I know everyone is busy with holiday preparation, so just a few words about some bees I saw in June. I've seen this bee before -- it's Bombus fervidus, commonly called the golden northern bumble bee -- but it has always managed to fly away before I could take a photograph. I snuck up on this one while its head was deep inside a wild bergamot blossom. See all the furry yellow stripes on its abdomen? Click to enlarge. 
The bumblebees I usually see are these common eastern bumblebees, Bombus impatiens.  Note the black abdomens and short yellow jackets. I saw all the bees in this blog post in Brooklyn Heights. 
I also sometimes see brown-belted bumblebees, Bombus griseocollis, like this one. Note the "hip-length" furry jacket.  
The golden northern bumblebee again -- I'd call that a "knee-length" yellow fur coat if bees had their knees where ours are. 

Sunday, December 14, 2014

Bird News!

There is big news in the bird world this week. For the last four years, hundreds of scientists in an international group called the Avian Phylogenomics Consortium have been sequencing bird genomes. They sequenced the DNA of 45 extant birds and a few crocodilians, and combined that with three previously sequenced bird genomes and then analyzed that huge mass of data. The results just released show the best reconstruction of the evolutionary relationships among the orders of birds that we have so far. And there is lots to marvel at: falcons are more closely related to parrots than to eagles and vultures, and flamingos are a sister group to grebes. To look at the tree of relationships, click here.
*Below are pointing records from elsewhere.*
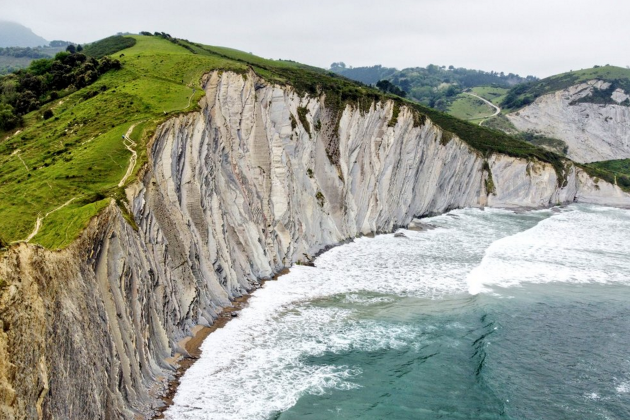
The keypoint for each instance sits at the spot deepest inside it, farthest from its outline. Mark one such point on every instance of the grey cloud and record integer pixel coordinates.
(540, 37)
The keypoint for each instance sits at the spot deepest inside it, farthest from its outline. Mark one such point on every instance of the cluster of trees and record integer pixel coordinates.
(435, 86)
(26, 90)
(388, 87)
(27, 52)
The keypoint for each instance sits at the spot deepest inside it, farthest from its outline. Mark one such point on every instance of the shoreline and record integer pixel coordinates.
(193, 344)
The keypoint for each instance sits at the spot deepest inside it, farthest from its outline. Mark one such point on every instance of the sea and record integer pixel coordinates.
(491, 314)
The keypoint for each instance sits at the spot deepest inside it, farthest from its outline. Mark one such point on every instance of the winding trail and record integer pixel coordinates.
(497, 112)
(130, 145)
(40, 219)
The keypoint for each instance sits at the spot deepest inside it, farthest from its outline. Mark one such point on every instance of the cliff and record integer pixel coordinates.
(592, 131)
(257, 180)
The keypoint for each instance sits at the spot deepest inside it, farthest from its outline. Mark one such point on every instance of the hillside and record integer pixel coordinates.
(13, 34)
(435, 86)
(526, 94)
(168, 178)
(583, 114)
(72, 164)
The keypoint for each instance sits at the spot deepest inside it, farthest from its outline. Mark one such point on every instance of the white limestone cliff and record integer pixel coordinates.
(232, 194)
(593, 132)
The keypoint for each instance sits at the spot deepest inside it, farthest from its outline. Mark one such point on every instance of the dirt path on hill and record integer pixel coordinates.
(130, 145)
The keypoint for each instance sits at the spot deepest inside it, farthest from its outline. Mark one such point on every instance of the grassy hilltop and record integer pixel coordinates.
(79, 154)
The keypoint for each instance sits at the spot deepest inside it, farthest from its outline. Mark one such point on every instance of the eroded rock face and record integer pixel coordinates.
(232, 194)
(593, 132)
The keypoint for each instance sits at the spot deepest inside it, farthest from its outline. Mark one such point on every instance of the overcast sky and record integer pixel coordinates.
(538, 37)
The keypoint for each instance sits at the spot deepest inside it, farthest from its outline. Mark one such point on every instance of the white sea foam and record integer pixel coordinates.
(263, 361)
(623, 388)
(580, 245)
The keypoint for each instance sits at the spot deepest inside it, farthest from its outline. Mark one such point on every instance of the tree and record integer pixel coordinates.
(8, 120)
(338, 66)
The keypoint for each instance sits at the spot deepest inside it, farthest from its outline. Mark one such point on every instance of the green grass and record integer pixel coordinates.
(79, 152)
(612, 171)
(108, 46)
(524, 94)
(493, 94)
(468, 107)
(502, 123)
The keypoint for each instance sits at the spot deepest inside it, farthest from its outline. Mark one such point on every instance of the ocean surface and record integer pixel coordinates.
(491, 315)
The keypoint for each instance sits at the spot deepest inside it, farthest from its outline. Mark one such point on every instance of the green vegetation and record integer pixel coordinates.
(468, 107)
(395, 112)
(502, 123)
(488, 141)
(302, 111)
(388, 87)
(77, 153)
(494, 94)
(613, 171)
(434, 86)
(525, 94)
(44, 81)
(549, 143)
(108, 46)
(320, 198)
(489, 182)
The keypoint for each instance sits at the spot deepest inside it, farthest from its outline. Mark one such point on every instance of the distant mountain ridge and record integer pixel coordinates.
(13, 34)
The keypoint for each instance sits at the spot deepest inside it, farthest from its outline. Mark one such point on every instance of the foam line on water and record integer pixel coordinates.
(262, 362)
(582, 244)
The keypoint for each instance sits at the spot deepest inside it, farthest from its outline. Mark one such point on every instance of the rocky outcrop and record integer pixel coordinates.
(592, 131)
(232, 194)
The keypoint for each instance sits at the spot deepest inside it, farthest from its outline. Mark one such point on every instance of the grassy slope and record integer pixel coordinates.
(469, 108)
(79, 153)
(562, 81)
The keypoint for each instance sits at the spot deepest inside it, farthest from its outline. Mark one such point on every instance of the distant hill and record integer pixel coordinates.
(13, 34)
(525, 94)
(434, 86)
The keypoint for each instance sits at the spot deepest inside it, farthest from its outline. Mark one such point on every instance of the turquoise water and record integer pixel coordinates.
(492, 315)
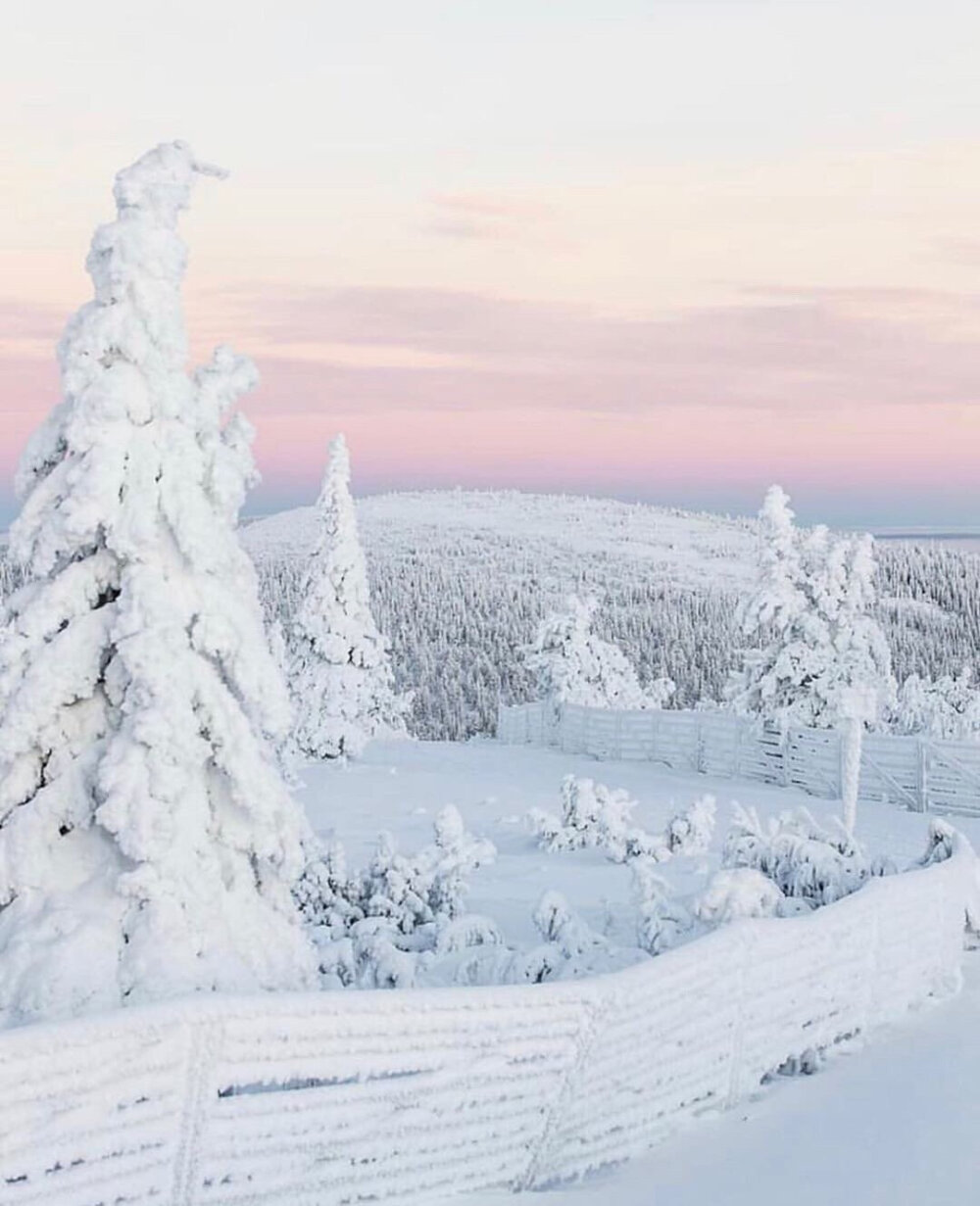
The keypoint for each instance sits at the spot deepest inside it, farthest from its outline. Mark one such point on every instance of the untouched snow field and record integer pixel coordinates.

The results of the study were published in a special issue of Science Magazine; eight research articles from the study can be accessed by clicking here. Another 20 papers were published elsewhere; read them on the Avian Phylogenomics Project website by clicking here. 

Some of the high points revealed by the study are that bird genomes are near a third of the size of mammal genomes, and lack gene clusters present in many other vertebrates. There are analogies between vocal learning genes in birds and humans. Coolest, and possibly explaining the house sparrows' attitude issues, the ancestor of all land birds, including giant monster sized "terror" birds now extinct, was probably a big predatory bird. An even older ancestor lost the genetic code for growing teeth. This study produced data that will be mined for years to come.